With this handy tool to distinguish viral RNAs from the rest of the pool, the authors had a field day discovering new RNA viruses. In addition to classifying viruses based on the host they were discovered within, they also used a technique known as “phylogenetics” to compare the RNA sequence of all viruses in order to place them on a tree of life relative to each other. Since all life on earth can ultimately trace its root back to one common ancestor that is the evolutionary relative to all of us, from human to bacterium, we can compare the nucleic acid sequences of organisms or viruses in order to infer their evolutionary distance from each other. For example, two viruses with relatively similar RdRp genes would be inferred to be quite closely related compared to a third virus with less sequence in common in the RdRp gene.

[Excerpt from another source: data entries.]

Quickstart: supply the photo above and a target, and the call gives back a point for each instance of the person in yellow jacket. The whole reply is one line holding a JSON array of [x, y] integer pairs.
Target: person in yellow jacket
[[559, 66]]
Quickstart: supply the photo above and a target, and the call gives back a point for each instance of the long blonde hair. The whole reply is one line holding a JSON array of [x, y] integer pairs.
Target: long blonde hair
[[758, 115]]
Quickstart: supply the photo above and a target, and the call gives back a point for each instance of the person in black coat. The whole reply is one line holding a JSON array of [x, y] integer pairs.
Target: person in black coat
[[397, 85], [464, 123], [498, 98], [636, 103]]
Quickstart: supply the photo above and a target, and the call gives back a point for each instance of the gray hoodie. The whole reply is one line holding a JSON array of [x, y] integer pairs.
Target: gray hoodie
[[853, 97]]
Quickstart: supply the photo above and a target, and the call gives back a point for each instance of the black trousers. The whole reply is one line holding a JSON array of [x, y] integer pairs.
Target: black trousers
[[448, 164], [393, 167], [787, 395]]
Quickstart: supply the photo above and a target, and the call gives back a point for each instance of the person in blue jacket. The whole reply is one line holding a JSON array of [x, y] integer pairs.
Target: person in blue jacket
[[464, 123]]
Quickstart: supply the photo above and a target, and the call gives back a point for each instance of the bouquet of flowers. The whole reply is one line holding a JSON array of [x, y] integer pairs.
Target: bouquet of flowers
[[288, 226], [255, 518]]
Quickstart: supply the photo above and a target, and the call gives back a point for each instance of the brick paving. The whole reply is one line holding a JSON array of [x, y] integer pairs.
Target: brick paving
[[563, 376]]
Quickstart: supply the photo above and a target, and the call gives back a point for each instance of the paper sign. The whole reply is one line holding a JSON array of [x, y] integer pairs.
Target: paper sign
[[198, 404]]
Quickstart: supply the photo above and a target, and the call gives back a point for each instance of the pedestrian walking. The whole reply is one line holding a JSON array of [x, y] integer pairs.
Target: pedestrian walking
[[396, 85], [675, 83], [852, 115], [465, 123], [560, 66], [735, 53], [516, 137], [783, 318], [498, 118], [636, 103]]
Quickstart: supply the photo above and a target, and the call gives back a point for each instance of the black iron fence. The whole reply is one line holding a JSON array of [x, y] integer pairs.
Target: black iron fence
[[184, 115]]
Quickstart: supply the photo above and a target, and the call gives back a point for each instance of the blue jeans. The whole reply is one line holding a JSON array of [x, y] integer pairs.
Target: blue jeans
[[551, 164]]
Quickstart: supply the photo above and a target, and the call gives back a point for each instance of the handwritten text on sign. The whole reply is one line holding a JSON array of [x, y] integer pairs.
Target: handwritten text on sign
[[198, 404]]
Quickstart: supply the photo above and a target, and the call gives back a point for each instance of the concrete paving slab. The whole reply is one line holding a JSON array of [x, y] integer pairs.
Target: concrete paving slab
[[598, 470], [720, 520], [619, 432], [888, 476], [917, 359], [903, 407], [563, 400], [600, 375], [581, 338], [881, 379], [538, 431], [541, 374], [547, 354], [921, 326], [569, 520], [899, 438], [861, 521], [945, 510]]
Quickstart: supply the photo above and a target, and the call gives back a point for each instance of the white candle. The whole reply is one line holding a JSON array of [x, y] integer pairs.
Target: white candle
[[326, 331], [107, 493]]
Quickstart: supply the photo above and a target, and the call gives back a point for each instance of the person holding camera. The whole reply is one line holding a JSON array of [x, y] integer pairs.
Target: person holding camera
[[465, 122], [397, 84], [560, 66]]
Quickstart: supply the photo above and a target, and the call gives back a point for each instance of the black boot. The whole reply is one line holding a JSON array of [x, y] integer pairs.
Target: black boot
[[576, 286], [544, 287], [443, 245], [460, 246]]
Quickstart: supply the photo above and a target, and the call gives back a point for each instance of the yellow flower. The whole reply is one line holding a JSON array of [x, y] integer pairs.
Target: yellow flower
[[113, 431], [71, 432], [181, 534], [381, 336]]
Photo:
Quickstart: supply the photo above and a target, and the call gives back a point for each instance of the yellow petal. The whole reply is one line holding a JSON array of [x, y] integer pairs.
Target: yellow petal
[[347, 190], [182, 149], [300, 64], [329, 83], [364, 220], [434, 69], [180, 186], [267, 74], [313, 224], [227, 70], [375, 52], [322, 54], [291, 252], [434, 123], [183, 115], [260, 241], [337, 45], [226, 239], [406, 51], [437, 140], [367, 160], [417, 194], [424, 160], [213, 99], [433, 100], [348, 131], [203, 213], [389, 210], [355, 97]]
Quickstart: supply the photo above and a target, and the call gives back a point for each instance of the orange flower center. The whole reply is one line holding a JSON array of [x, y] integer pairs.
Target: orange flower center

These new viruses were not discovered as human pathogens, so it is unlikely that this finding will have any direct medical relevance. This result can instead be useful for ecologists and evolutionary biologists who want to understand the variety of viruses that infect the invertebrates studied. Moreover, since we know quite a lot about the evolutionary relationships between different invertebrates–owing to us having studied them quite intensely for decades or even centuries–we can now use the new phylogenetic information about viral genome relatedness to start to ask questions about how the viruses co-evolved with their hosts. For instance, a group of related beetles may tend to be infected with related RNA viruses. If this is the case, then it is possible that an early ancestor of those RNA viruses made a living infecting an early ancestor of those beetles. Basic studies like that might also help us to someday understand host-virus co-evolution in humans and our viruses. After all, humans are in no danger of hitting an evolutionary brick wall, and neither are our viral foes.